Let’s remember: Residents with rooftop solar are getting a sweet deal. Their systems are subsidized, which means the rest of us are forced to help pay for them. And whatever excess power their panels produce, the utility must buy not at the wholesale price but at the retail price. No other state does that.

And those with solar systems on their roof still rely on the infrastructure of wires and generators and substations, which utilities call the grid. That’s because the rooftop solar customers still need the utility to provide them electricity at night, if the sun darts behind a cloud for a minute or when an air conditioner starts up and needs a surge of power. And, as noted, the rooftop solar households need the grid at the ready so they can sell their excess power.

The grid is expensive. SoCal Edison estimates that averaged out, each residential customer needs to pay $30 a month just to maintain it. But with more residents adding solar panels, the cost of maintaining the grid is being pushed off to nonsolar customers.

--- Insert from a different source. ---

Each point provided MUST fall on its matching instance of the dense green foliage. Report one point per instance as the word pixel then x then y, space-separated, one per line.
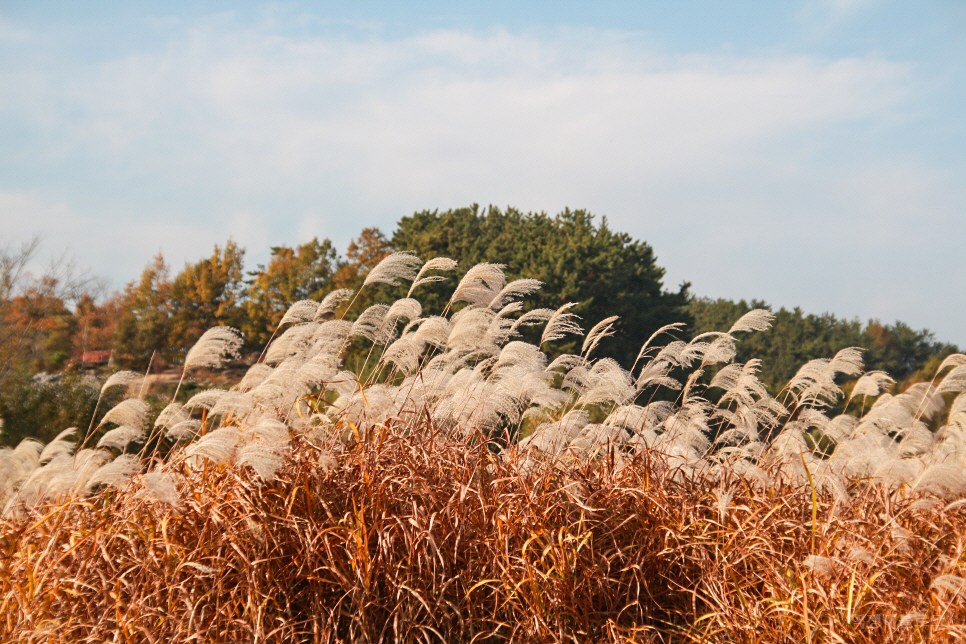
pixel 53 322
pixel 605 272
pixel 797 337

Part of the utilities’ initiative is a proposal that each residential customer – solar as well as nonsolar – pay as much as an additional $10 a month to help pay for the grid.

To me, it’s unfair to demand that nonsolar customers help make up the grid maintenance shortfall that’s being caused by the rooftop solar customers.

It’s another example of the sweet deal the rooftop solar customers are getting. Maybe they should put up a fake ad thanking the nonsolar customers for subsidizing their power bills at every step.